To shift or not to shift?

Dividing by 128 would be better as it can be replaced by a bitshift. You would need to adjust 270 and 50 by a factor 128/100..
Bitshifts are far faster than division (and also more predictable).

With AVR processors, that is worth testing before making such assertions.

Maybe so, but the complexity of the code required to perform the bitshift division will gobble up whatever is gained by the bitshift. The simplicity and transparency of the other suggestions provided in this thread is worth a couple of "lost" (or well spend?) clocks - if any are lost at all.

Responding on an Arduino forum to a question about a modest AVR processor with...

mov edx, -1840700269
mov eax, edi
imul    edx
lea eax, [rdx+rdi]
sar eax, 2
sar edi, 31
sub eax, edi

...Intel assembly is ... well ... many things. Let's just go with "a fallacy".
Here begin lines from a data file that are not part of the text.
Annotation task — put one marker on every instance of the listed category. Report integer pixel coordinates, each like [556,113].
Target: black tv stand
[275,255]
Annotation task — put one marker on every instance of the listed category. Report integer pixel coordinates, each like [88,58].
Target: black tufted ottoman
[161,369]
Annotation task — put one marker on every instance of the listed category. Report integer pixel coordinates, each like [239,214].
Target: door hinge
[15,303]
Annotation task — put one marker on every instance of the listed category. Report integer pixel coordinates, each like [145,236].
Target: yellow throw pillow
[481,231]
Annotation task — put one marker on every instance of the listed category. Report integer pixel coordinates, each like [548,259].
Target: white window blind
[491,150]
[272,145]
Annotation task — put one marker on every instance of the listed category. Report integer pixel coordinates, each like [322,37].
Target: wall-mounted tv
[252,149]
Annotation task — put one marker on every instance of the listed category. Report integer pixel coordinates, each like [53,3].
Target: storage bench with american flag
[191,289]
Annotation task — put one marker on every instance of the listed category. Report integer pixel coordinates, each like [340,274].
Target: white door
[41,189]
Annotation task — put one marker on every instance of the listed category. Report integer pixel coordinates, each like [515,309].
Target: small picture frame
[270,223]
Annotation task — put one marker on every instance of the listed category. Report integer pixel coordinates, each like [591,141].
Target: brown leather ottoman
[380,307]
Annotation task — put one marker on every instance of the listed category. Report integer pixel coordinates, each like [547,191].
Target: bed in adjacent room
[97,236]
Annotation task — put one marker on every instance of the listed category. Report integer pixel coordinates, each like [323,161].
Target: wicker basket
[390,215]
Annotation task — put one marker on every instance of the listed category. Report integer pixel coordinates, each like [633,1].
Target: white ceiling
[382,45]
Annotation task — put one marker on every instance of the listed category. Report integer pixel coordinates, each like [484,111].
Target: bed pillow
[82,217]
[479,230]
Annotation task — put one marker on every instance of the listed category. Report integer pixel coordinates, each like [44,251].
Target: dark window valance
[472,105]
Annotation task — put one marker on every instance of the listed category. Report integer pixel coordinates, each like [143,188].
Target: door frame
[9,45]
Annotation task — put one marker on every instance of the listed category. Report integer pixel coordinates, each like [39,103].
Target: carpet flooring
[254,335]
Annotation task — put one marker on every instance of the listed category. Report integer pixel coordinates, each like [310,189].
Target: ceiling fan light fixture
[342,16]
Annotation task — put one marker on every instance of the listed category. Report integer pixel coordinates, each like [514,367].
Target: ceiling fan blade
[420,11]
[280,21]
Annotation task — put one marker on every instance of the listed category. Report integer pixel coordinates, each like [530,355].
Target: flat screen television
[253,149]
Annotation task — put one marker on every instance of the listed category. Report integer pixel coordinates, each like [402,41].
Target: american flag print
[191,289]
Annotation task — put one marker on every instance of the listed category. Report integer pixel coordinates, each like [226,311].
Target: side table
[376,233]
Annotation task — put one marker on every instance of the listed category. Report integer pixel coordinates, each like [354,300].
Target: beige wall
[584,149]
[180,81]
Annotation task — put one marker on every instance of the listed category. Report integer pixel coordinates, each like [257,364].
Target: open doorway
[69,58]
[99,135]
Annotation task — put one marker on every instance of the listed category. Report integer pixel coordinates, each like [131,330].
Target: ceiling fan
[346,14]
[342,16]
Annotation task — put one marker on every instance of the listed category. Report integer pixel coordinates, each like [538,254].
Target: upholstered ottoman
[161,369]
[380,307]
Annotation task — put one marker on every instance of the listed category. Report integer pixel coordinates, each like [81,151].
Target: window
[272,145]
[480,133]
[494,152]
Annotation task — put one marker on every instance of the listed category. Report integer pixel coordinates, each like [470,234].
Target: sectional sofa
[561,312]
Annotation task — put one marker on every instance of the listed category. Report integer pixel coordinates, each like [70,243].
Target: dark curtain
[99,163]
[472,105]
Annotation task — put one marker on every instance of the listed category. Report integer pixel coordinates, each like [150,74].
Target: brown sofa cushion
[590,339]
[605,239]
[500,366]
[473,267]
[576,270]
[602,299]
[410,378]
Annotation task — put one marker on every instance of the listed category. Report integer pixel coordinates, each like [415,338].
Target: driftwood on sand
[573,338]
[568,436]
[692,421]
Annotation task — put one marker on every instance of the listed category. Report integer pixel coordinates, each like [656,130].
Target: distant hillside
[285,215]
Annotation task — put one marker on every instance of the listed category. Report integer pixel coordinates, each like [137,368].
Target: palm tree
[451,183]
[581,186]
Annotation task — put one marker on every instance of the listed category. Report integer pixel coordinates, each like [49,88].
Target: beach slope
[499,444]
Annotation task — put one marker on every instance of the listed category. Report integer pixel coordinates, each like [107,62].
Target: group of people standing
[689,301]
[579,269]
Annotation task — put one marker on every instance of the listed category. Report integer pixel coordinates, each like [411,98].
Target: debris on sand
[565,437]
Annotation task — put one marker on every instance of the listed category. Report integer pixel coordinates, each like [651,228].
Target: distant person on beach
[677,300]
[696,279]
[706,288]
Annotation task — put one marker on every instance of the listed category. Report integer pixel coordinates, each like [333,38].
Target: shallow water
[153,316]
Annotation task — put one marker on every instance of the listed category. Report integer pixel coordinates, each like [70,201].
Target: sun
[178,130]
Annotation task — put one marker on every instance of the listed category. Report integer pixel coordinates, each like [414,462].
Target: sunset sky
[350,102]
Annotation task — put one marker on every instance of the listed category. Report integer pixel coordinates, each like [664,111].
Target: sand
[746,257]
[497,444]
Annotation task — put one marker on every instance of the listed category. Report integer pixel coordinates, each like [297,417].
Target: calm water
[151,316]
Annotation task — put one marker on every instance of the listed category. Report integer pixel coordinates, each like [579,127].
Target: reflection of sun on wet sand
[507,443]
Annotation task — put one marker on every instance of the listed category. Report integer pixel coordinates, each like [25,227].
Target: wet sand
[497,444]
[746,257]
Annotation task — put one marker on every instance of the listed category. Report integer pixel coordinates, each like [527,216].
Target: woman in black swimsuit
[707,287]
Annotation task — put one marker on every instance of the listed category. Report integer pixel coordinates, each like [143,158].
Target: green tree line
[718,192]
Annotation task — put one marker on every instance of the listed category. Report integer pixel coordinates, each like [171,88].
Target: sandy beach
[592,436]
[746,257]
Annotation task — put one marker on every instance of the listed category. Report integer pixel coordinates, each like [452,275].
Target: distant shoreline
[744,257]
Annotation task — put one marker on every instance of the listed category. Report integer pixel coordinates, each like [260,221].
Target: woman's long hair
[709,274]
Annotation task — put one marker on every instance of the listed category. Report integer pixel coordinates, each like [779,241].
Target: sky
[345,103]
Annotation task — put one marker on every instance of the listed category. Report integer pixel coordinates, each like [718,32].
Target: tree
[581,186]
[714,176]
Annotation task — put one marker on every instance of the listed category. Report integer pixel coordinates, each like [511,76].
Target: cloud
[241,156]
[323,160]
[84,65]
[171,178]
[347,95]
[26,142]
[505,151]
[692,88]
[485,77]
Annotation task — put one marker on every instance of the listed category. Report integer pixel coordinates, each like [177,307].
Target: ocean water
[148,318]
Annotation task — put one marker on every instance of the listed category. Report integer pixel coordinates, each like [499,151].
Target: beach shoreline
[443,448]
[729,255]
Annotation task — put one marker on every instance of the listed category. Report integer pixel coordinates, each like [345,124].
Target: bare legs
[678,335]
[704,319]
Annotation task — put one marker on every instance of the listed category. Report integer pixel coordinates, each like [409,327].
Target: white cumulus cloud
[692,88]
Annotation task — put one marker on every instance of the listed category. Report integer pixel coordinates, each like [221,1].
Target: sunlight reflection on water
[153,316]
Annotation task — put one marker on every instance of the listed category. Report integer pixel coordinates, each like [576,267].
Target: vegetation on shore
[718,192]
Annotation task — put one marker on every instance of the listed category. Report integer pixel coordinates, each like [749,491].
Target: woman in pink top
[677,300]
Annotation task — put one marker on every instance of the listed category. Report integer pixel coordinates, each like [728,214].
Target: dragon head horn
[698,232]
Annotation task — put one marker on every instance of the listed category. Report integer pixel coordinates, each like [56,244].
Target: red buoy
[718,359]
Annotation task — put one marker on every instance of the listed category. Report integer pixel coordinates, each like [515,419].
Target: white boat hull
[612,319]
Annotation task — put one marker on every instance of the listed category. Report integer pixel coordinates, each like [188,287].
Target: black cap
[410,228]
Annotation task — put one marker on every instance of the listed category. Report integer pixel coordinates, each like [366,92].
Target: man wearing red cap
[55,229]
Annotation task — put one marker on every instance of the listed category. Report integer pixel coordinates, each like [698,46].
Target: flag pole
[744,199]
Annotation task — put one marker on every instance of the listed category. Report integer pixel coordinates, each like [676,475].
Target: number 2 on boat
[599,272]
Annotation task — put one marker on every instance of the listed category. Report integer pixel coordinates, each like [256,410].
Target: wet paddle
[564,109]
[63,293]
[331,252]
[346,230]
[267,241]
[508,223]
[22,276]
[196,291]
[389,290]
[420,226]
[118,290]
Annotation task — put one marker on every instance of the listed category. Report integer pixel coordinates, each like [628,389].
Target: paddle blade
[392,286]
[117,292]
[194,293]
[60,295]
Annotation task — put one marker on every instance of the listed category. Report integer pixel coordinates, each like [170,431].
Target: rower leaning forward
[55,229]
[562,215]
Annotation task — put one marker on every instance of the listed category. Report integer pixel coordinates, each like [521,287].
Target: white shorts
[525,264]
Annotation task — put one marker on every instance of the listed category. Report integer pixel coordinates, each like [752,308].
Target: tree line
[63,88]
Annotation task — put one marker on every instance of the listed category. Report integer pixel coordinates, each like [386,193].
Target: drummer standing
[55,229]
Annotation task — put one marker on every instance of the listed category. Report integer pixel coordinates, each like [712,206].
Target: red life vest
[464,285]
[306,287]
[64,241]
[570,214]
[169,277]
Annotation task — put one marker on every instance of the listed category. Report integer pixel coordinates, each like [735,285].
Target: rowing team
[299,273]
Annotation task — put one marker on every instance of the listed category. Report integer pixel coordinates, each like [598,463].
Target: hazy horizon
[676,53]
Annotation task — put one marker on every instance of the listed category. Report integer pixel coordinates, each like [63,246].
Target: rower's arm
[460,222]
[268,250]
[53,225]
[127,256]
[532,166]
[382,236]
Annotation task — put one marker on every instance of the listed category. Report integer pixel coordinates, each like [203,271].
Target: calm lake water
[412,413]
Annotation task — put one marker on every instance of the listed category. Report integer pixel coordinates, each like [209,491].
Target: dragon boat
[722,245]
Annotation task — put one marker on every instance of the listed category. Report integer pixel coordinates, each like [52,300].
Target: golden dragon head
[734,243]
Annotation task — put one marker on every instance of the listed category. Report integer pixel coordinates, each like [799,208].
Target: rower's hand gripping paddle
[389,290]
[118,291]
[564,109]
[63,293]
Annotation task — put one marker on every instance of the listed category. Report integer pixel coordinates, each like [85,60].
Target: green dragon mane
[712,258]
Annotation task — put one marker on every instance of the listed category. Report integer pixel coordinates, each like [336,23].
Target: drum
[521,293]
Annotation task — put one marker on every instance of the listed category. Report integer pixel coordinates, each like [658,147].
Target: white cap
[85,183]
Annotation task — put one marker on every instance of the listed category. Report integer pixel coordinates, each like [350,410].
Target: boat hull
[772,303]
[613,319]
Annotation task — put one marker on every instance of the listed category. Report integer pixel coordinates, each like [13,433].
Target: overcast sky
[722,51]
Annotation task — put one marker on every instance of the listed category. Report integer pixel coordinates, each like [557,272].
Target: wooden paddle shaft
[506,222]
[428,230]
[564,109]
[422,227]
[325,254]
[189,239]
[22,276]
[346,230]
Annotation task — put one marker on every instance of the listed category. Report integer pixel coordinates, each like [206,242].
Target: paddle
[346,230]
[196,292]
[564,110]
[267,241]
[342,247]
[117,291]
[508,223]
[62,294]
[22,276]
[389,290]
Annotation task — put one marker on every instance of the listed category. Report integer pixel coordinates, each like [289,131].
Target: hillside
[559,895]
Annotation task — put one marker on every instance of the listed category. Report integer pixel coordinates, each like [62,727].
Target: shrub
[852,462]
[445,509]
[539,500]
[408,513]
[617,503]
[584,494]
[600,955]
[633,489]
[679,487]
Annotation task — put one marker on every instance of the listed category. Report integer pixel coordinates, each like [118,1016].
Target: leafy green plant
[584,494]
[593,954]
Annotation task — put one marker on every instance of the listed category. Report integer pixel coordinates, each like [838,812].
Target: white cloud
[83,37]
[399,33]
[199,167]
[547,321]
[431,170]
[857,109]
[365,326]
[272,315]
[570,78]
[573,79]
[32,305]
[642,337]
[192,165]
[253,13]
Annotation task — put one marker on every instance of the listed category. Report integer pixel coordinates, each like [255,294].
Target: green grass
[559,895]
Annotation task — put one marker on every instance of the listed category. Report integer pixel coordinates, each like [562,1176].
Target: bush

On the one hand you tell us to trust the compiler.

Then tell us not to trust the compiler.

At this point your posts are "noise". I'm splitting the thread and moving the remnants to Bar Sport.

A petty excuse.

The thread stays here until there is more than "I so say" as evidence.

I deleted all my posts on this as you seem not to be able to take my inputs seriously.

The correct choice is to ask a moderator to remove the thread. Someone other than me will decide what to do.

I am taking you seriously. i hope you take the time to run the test. Everyone using an AVR processor will benefit.

What you fail to realize is that AVR processors do not have efficient barrel shifters. Subtracting two numbers has the same cost has a single bit shift. It is possible that dividing by a constant like 100 is about the same cost as shifting by 7 bits.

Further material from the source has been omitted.